On 12/03/2020 16:37, Jason Gunthorpe wrote:
On Thu, Mar 12, 2020 at 04:16:33PM +0000, Steven Price wrote:
Actually, while you are looking at this, do you think we should be
adding at least READ_ONCE in the pagewalk.c walk_* functions? The
multiple references of pmd, pud, etc without locking seems sketchy to
me.
I agree it seems worrying. I'm not entirely sure whether the holding of
mmap_sem is sufficient,
I looked at this question, and at least for PMD, mmap_sem is not
sufficient. I didn't easilly figure it out for the other ones
I'm guessing if PMD is not safe then none of them are.
this isn't something that I changed so I've just
been hoping that it's sufficient since it seems to have been working
(whether that's by chance because the compiler didn't generate multiple
reads I've no idea). For walking the kernel's page tables the lack of
READ_ONCE is also not great, but at least for PTDUMP we don't care too much
about accuracy and it should be crash proof because there's no RCU grace
period. And again the code I was replacing didn't have any special
protection.
I can't see any harm in updating the code to include READ_ONCE and I'm happy
to review a patch.
The reason I ask is because hmm's walkers often have this pattern
where they get the pointer and then de-ref it (again) then
immediately have to recheck the 'again' conditions of the walker
itself because the re-read may have given a different value.
Having the walker deref the pointer and pass the value it into the ops
for use rather than repeatedly de-refing an unlocked value seems like
a much safer design to me.
Yeah that sounds like a good idea.
If this also implicitly relies on a RCU grace period then it is also
missing RCU locking...
True - I'm not 100% sure in what situations a page table entry can be
freed.

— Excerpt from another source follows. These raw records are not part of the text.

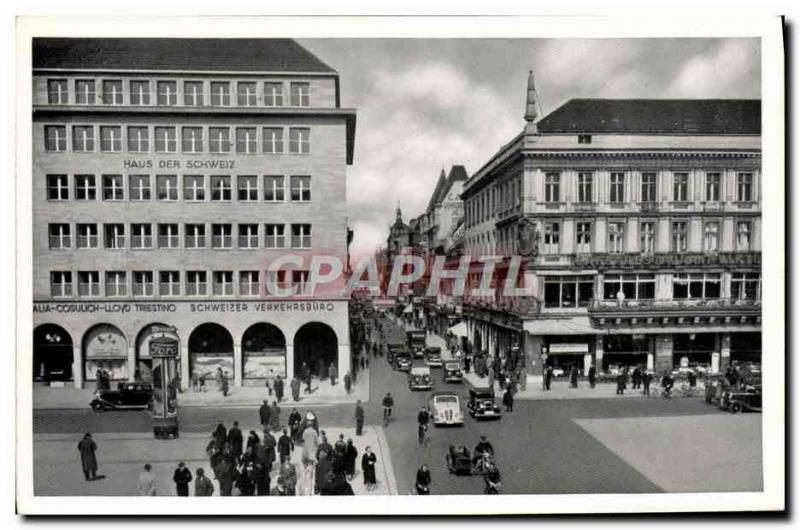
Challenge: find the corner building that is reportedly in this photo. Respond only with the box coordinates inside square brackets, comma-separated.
[462, 76, 762, 375]
[32, 39, 356, 388]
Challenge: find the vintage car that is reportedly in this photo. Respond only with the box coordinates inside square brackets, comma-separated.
[445, 445, 472, 475]
[408, 366, 433, 390]
[425, 346, 442, 368]
[719, 386, 761, 414]
[442, 361, 464, 383]
[89, 382, 153, 412]
[428, 392, 464, 427]
[467, 387, 502, 420]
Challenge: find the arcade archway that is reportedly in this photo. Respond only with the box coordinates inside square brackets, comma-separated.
[33, 324, 74, 383]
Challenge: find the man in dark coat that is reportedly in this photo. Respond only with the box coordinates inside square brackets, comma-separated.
[78, 432, 97, 480]
[172, 462, 192, 497]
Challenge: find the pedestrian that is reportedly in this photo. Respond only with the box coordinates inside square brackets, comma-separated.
[278, 429, 294, 464]
[328, 363, 339, 386]
[78, 432, 97, 481]
[269, 400, 281, 432]
[355, 399, 364, 436]
[194, 467, 214, 497]
[172, 462, 192, 497]
[361, 446, 378, 491]
[138, 464, 157, 497]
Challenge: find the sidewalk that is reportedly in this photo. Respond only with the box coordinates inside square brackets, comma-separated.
[33, 418, 397, 496]
[33, 369, 369, 409]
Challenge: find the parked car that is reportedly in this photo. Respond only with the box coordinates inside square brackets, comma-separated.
[442, 361, 464, 383]
[408, 366, 433, 390]
[425, 346, 442, 368]
[89, 382, 153, 412]
[428, 392, 464, 427]
[467, 387, 502, 420]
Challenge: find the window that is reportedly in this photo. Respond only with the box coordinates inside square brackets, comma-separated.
[158, 271, 181, 296]
[128, 175, 150, 201]
[236, 82, 256, 107]
[703, 221, 719, 252]
[706, 173, 722, 202]
[608, 222, 625, 254]
[211, 175, 231, 201]
[72, 125, 94, 153]
[183, 175, 206, 201]
[47, 223, 72, 249]
[156, 81, 178, 105]
[289, 127, 311, 155]
[264, 83, 283, 107]
[264, 127, 283, 154]
[78, 271, 100, 296]
[103, 175, 125, 201]
[239, 224, 258, 249]
[544, 173, 561, 202]
[181, 127, 203, 153]
[156, 175, 178, 201]
[544, 276, 594, 308]
[236, 127, 256, 154]
[211, 224, 233, 249]
[292, 224, 311, 248]
[736, 221, 751, 252]
[639, 221, 656, 254]
[186, 224, 206, 250]
[133, 271, 153, 296]
[131, 224, 153, 250]
[544, 219, 561, 254]
[736, 173, 753, 202]
[183, 81, 203, 107]
[239, 271, 259, 296]
[103, 223, 125, 250]
[44, 125, 67, 151]
[672, 272, 721, 300]
[290, 176, 311, 202]
[578, 171, 593, 202]
[100, 126, 122, 153]
[50, 271, 72, 298]
[672, 221, 689, 252]
[289, 83, 309, 107]
[264, 224, 286, 248]
[603, 274, 656, 300]
[47, 175, 69, 201]
[609, 173, 625, 203]
[236, 175, 258, 202]
[186, 271, 208, 296]
[208, 127, 231, 153]
[128, 127, 150, 153]
[106, 271, 128, 296]
[75, 224, 99, 248]
[75, 175, 97, 201]
[47, 79, 69, 105]
[103, 80, 122, 105]
[130, 81, 150, 105]
[75, 79, 97, 105]
[672, 173, 689, 202]
[264, 176, 284, 202]
[214, 271, 233, 296]
[577, 219, 592, 253]
[211, 81, 231, 107]
[158, 223, 180, 248]
[641, 172, 656, 202]
[731, 272, 761, 300]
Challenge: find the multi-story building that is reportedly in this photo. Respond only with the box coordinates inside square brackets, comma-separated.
[462, 71, 762, 373]
[32, 38, 356, 387]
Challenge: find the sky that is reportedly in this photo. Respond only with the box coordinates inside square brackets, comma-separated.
[299, 39, 761, 256]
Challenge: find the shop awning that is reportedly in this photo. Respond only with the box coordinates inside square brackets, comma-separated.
[448, 322, 467, 337]
[522, 316, 605, 335]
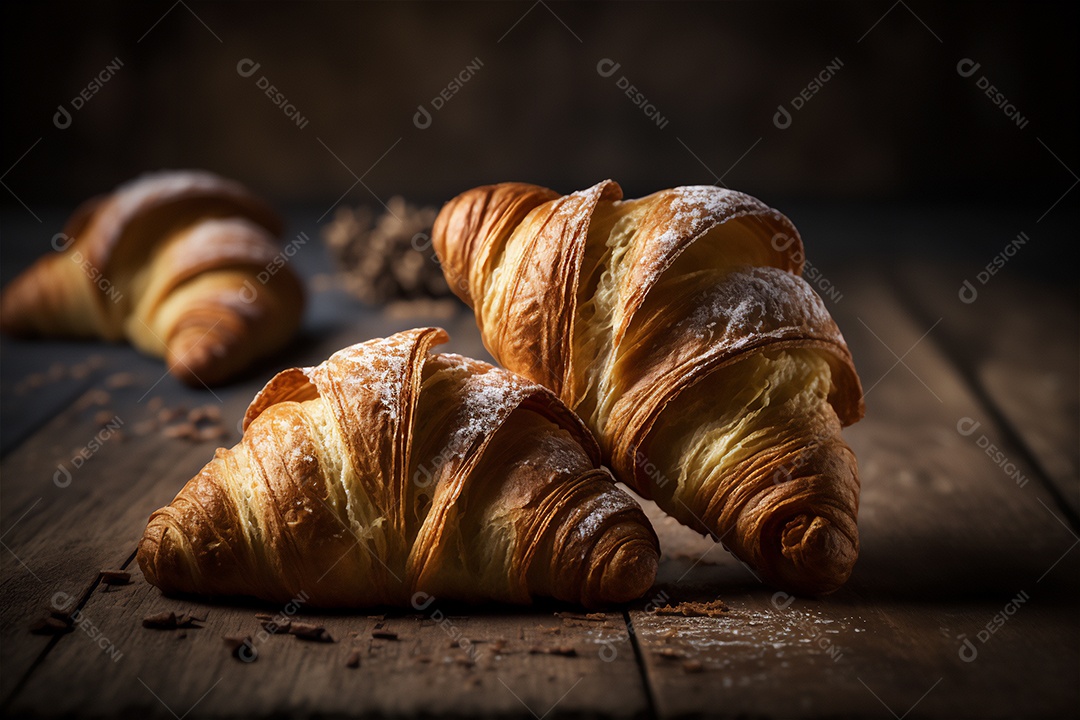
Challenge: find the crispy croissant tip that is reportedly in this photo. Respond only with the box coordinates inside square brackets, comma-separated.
[598, 539, 660, 604]
[136, 515, 183, 592]
[778, 515, 859, 595]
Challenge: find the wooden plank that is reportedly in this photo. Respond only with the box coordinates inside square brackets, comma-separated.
[10, 568, 646, 718]
[630, 269, 1080, 718]
[0, 361, 254, 696]
[897, 262, 1080, 520]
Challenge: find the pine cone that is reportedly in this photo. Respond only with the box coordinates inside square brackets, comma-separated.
[323, 195, 450, 304]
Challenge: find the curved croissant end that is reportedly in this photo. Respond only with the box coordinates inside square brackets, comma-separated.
[433, 180, 863, 594]
[138, 328, 659, 607]
[0, 172, 303, 386]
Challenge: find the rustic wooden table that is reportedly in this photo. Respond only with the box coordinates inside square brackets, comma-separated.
[0, 205, 1080, 719]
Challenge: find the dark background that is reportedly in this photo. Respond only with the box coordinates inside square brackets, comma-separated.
[0, 0, 1080, 279]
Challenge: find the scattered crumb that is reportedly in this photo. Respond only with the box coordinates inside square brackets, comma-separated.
[529, 646, 578, 657]
[102, 570, 132, 585]
[652, 600, 731, 617]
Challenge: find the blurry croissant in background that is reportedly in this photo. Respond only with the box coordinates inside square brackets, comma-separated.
[433, 180, 863, 594]
[138, 328, 659, 608]
[0, 172, 303, 385]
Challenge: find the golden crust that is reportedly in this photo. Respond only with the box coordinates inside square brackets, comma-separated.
[138, 328, 659, 607]
[433, 180, 864, 593]
[0, 172, 303, 385]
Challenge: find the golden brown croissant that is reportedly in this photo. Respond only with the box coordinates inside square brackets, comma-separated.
[0, 172, 303, 385]
[432, 180, 863, 594]
[138, 328, 659, 608]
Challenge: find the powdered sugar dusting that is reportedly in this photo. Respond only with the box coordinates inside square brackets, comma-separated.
[645, 185, 769, 285]
[678, 268, 835, 344]
[441, 353, 542, 457]
[575, 487, 634, 540]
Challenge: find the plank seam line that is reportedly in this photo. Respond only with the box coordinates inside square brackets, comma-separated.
[0, 369, 105, 460]
[622, 610, 660, 719]
[887, 275, 1080, 532]
[0, 548, 138, 717]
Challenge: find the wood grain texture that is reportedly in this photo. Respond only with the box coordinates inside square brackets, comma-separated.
[10, 568, 645, 718]
[630, 273, 1080, 718]
[895, 262, 1080, 520]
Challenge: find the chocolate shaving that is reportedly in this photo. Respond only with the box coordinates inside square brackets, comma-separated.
[30, 613, 72, 635]
[143, 612, 176, 630]
[683, 660, 705, 673]
[652, 600, 731, 617]
[143, 611, 206, 630]
[289, 620, 334, 642]
[221, 635, 259, 663]
[102, 570, 132, 585]
[529, 646, 578, 657]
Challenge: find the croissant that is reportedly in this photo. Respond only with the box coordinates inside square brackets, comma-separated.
[0, 172, 303, 385]
[432, 180, 863, 595]
[138, 328, 659, 608]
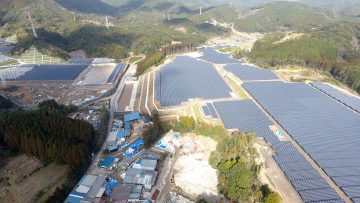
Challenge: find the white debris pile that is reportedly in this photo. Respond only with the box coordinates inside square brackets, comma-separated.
[174, 135, 218, 198]
[167, 192, 195, 203]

Anshuman has added locking to deal with memory hotplug[1]. I
believe this is sufficient.
[1] bf2b59f60ee1 ("arm64/mm: Hold memory hotplug lock while walking for
kernel page table dump")
I also didn't quite understand why walk_pte_range() skipped locking
the pte in the no_vma case - I don't get why vma would be related to
locking here.
The no_vma case is for walking the kernel's page tables and they may
have entries that are not backed by struct page, so there isn't
(reliably) a PTE lock to take.
I also saw that hmm open coded the pte walk, presumably for
performance, so I was thinking of adding some kind of pte_range()
callback to avoid the expensive indirect function call per pte, but
hmm also can't have the pmd locked...
Yeah the callback per PTE is a bit heavy because of the indirect
function call. I'm not sure how to optimise it beyond open coding at the
PMD level. One option would be to provide helper functions to make it a
bit more generic.
Do you have an idea of what pte_range() would look like?
Steve